It was getting late for an eight-year-old child to be up, but I couldn’t take my eyes off Mamaw Clark. She sat in her rocker, weaving a strand of thread through her fingers faster than a sewing machine needle.
“What are you doing, Mamaw?” I asked.
“Oh, child, I’m jus’ gettin’ a little tatting done,” she said.
“What’s tatting? It looks like a bunch of knots.”
Mamaw smiled. “These ain’t regular knots. Each one has a name and a special place in the pattern.”
I leaned in closer. Delicate white beads were held together by various knots and loops—cow hitches, half hitches, she described them all.
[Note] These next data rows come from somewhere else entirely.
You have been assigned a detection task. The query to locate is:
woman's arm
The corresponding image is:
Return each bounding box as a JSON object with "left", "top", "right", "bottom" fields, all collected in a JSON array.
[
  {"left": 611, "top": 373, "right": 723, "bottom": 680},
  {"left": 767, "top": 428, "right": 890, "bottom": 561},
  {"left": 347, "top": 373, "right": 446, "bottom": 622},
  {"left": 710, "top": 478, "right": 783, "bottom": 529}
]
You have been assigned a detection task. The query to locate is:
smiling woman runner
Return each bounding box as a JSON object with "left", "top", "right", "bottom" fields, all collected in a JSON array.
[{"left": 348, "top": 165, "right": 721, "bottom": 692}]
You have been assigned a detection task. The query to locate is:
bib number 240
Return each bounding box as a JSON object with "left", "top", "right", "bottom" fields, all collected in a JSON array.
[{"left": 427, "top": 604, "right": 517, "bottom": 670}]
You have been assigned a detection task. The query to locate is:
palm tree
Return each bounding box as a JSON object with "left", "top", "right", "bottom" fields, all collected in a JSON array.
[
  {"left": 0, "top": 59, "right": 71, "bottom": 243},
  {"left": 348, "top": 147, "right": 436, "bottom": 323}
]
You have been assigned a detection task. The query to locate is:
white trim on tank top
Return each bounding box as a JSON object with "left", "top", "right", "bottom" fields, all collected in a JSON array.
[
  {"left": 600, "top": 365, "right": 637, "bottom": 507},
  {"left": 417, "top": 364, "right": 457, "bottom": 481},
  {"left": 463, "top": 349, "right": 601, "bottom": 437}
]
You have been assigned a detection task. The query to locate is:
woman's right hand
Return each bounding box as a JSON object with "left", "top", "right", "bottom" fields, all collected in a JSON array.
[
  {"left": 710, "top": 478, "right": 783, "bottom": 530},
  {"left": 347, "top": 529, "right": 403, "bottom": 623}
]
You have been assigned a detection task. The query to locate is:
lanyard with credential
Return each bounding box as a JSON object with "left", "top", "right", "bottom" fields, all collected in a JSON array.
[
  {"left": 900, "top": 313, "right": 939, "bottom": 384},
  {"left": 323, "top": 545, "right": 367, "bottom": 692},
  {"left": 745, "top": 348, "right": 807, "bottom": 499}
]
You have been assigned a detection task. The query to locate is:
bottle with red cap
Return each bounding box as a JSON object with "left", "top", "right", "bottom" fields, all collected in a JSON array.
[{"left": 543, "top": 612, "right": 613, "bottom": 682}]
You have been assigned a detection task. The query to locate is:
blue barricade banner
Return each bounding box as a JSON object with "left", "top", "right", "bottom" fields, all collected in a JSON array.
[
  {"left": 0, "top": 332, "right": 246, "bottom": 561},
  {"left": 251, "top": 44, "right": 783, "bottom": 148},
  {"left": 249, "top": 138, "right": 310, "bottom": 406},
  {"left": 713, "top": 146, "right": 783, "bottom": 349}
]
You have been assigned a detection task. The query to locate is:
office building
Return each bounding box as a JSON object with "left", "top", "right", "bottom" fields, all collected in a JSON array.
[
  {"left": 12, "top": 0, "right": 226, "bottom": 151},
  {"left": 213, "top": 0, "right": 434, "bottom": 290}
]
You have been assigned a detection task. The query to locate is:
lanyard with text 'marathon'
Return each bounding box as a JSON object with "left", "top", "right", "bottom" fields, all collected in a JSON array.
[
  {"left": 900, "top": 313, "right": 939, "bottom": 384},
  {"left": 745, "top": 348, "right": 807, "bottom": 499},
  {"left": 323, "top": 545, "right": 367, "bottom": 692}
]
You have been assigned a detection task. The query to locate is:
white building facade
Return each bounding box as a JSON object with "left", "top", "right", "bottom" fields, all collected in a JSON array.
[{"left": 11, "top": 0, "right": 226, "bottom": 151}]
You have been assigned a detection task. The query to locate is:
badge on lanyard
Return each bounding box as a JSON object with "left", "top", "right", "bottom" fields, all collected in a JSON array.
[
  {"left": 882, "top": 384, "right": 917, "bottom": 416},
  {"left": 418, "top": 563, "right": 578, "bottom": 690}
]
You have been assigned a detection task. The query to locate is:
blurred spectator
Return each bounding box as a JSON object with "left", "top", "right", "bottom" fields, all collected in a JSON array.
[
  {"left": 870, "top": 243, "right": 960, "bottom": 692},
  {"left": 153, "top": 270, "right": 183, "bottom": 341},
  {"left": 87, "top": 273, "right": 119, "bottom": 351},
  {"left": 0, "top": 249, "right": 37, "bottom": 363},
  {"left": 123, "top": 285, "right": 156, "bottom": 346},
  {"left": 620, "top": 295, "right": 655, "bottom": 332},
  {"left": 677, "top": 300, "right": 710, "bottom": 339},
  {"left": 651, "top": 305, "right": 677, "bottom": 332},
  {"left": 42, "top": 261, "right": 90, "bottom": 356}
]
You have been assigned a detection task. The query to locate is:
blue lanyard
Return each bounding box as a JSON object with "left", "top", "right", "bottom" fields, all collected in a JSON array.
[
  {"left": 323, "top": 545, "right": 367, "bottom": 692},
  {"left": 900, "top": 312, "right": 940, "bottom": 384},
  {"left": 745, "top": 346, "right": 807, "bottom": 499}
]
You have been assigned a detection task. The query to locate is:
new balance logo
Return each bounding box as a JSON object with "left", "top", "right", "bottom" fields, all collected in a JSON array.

“It may not look like much, but soon it’ll be an angel,” she explained. “Now go on and get some sleep.”
The next morning I woke to a sweet surprise: Mamaw’s tatted angel hung from a string above my bed. She was whiter than fresh snow, and her halo and wings were laced with the tiny beads. “Oh, Mamaw, the angel is perfect!” I shouted.
“She will always watch over you,” said Mamaw. Back home I tied the angel to the head of my bed.
Through the years, until she passed away, Mamaw tatted everything from snowflakes to butterflies and doilies. But my favorite will always be my angel. And I have a feeling it’s not the only one watching over me.